Saturday, February 23, 2008

Rocker Joins Entourage in Africa

Rocker Joins Entourage in Africa
Published: February 23, 2008

MONROVIA, Liberia — The contingent of reporters accompanying President Bush on his trip to Africa was small, a reflection of how the press is turning its attention away from the current president and toward the race to succeed him. But in Rwanda this week, Mr. Bush had a celebrity journalist in his entourage: Bob Geldof, the Irish rock star.

Dressed head to toe in cream-colored linen, with a press badge dangling from his neck, Mr. Geldof, who has made ending poverty in Africa a personal cause, turned up in Kigali for a news conference with Mr. Bush and President Paul Kagame. He was on assignment for Time, to write up his impressions.

And he has no shortage of them. He does not agree with Mr. Bush on Iraq, but he is convinced that the president has undergone some sort of epiphany about Africa.

“I talked to Tony Blair about this before I came,” Mr. Geldof said, in a bit of name-dropping. He added, “I used to say that here was a man who came to power believing that California was foreign policy, and has ended up understanding that Kenya is domestic policy.”

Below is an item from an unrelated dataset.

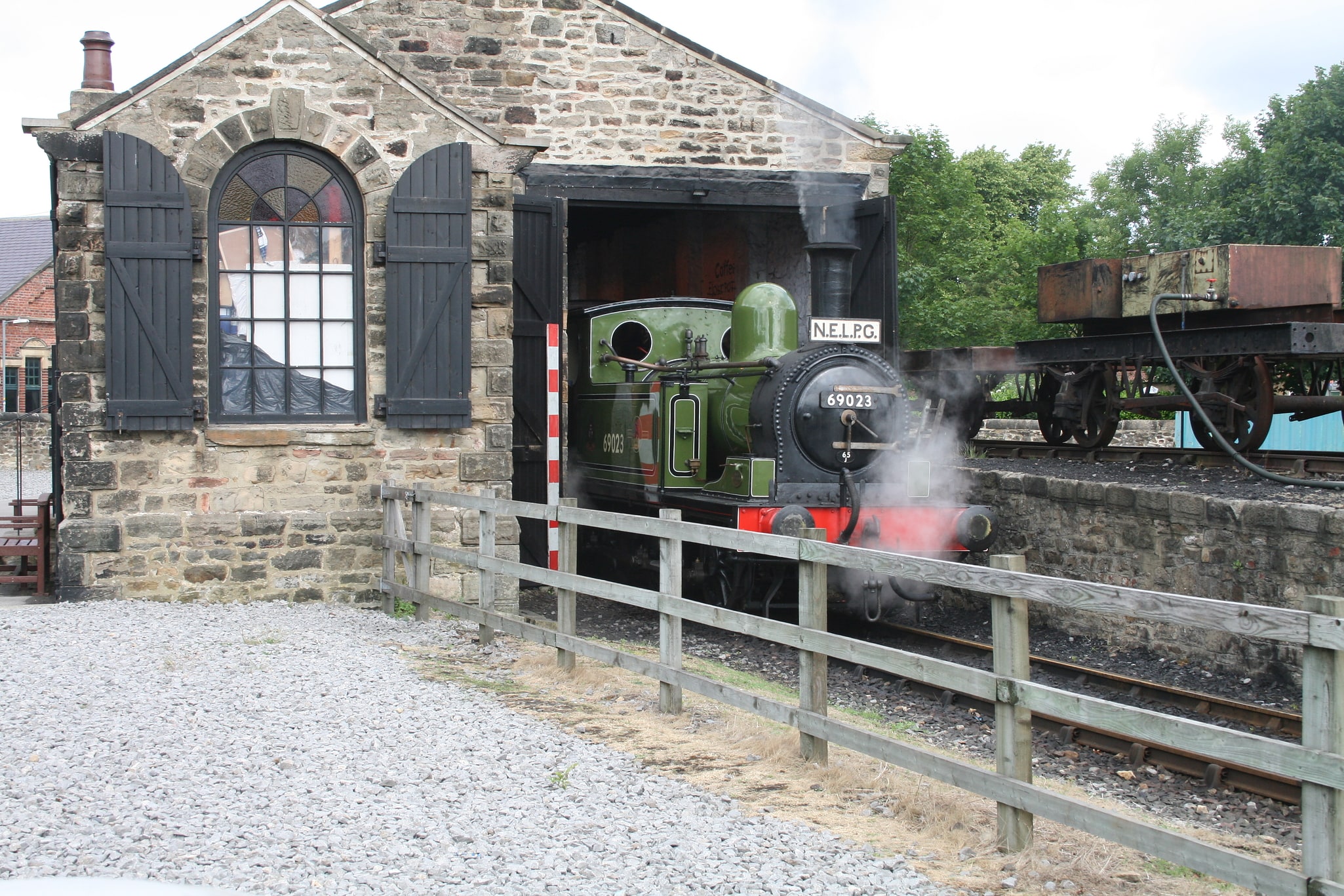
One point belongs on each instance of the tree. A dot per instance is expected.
(971, 233)
(1286, 183)
(1158, 197)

Mr. Geldof, of course, is no ordinary reporter. He mingles with a different crowd.

“Presidents, prime ministers, princes, popes, pop stars,” he said. “It’s all the same.” And so, he enjoyed a few special perks.

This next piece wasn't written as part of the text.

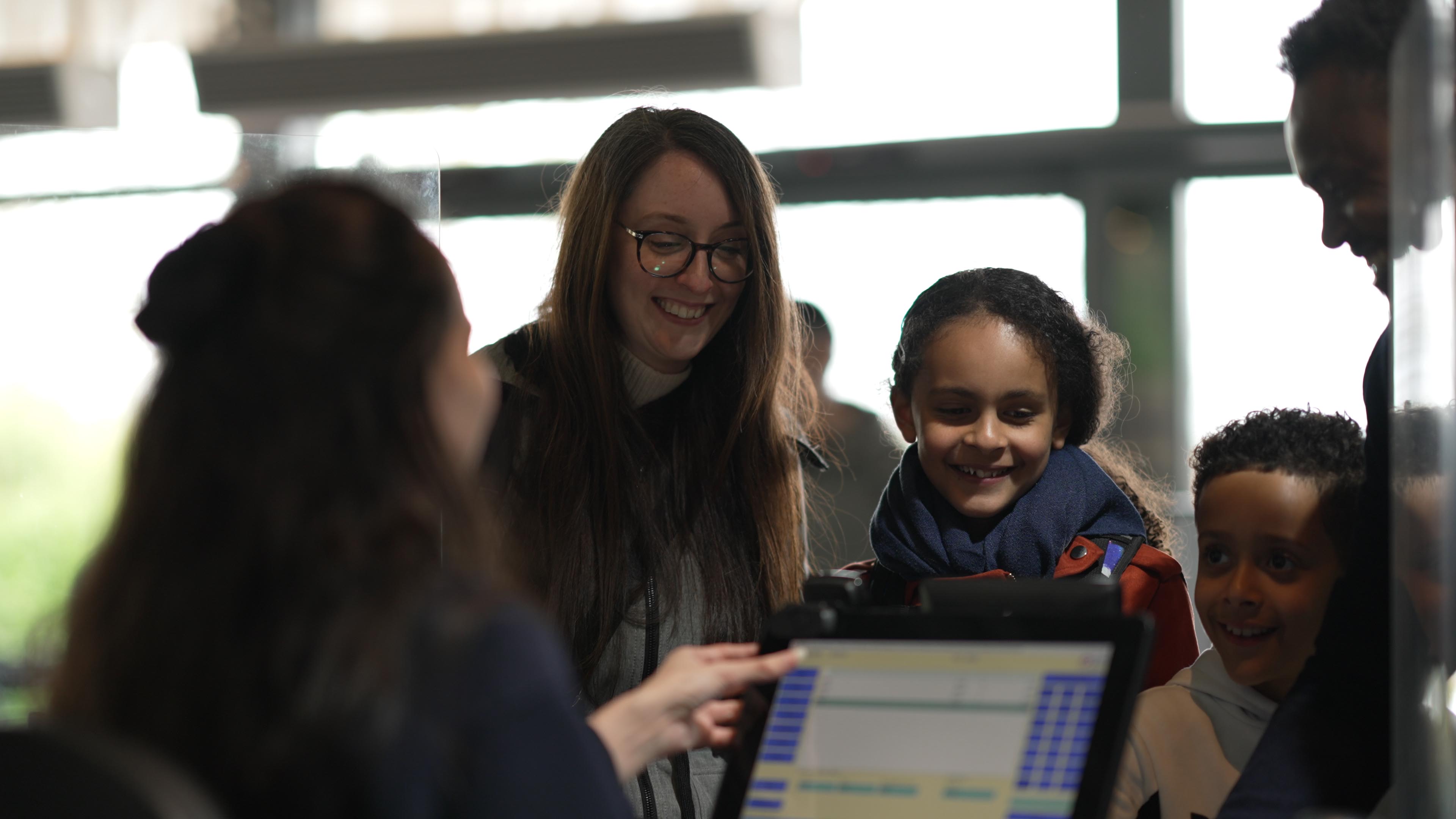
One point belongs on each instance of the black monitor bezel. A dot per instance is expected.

There was, for instance, the flight on Air Force One. Not in the crowded press cabin in the back, mind you, but up front in presidential splendor. There, by Mr. Geldof’s account, he and the president swapped stories about life on the road (Mr. Geldof was particularly interested in how the White House handles presidential laundry) and talked policy.

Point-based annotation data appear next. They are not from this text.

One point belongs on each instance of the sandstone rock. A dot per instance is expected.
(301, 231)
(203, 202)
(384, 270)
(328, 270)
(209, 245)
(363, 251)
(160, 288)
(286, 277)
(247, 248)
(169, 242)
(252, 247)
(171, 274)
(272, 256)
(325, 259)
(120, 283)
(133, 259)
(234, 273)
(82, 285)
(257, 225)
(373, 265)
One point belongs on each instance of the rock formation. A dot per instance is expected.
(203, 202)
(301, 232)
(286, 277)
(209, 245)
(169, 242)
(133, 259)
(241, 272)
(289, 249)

Unlike most reporters, who count themselves lucky if they leave the plane with little boxes of M&Ms bearing the presidential seal, Mr. Geldof got much better trinkets: presidential cuff links for his four daughters.

The trip may have been smooth for Mr. Geldof, but not so for everyone. The White House press secretary, Dana Perino, became dehydrated and was treated by the White House physician. Ben Feller of The Associated Press became ill, prompting Mr. Bush to ask if he had vomited that day. (“That’s off the record,” Mr. Feller replied.) Jon Ward of The Washington Times rushed through a plate glass window at the Executive Mansion in Monrovia, suffering only minor cuts.

And Deborah Charles of Reuters fell and broke her hand in Rwanda. At the next stop, in Accra, Ghana, Mr. Bush pulled a black marker out of his suit pocket, signed Ms. Charles’s cast and implored President John Kufuor to do the same. Here in Monrovia, Mr. Bush prodded President Ellen Johnson Sirleaf to sign it as well.

“When you put it on eBay,” the president told Ms. Charles, “I won’t expect a commission.”

A Name on Drivers’ Lips

Whenever the president travels, he invariably ties up traffic. But the gridlock was especially bad in Accra, where cars were stopped for hours on Wednesday as Mr. Bush’s big black Chevrolet Suburban, with a motorcade of some two dozen vehicles, wended its way through town.

So it seemed out of place when President Kufuor announced that a nine-mile road being rebuilt with American tax dollars would be renamed the George Bush Motorway. That prompted Mr. Bush to pledge that if he returned and road on his motorway, “we will not shut the highway down.”

A Little Less Footloose

When President Bush commemorated Malaria Awareness Day in the White House Rose Garden with an African dance and drum troupe last April, his shimmying and shaking landed him all over the Internet under headlines like “You Gotta See This Video” and “Bush Dance.”

This week in Africa, Mr. Bush had plenty of opportunities for an encore. Everywhere he went, it seemed, he was entertained with African dance, each performance more dazzling than the last.

Despite the ever-present dancing, Mr. Bush restrained himself, keeping his feet planted firmly on the ground. At a state dinner in Dar es Salaam, Tanzania, he stood through 10 minutes of whooping and hollering, smiling and nodding his head politely and occasionally pointing at the dancers. Later, he posed for pictures.

But as the trip was winding down, Mr. Bush let loose at a dinner in Accra and again at a lunch with President Johnson Sirleaf in Monrovia — another moment to live on in YouTube.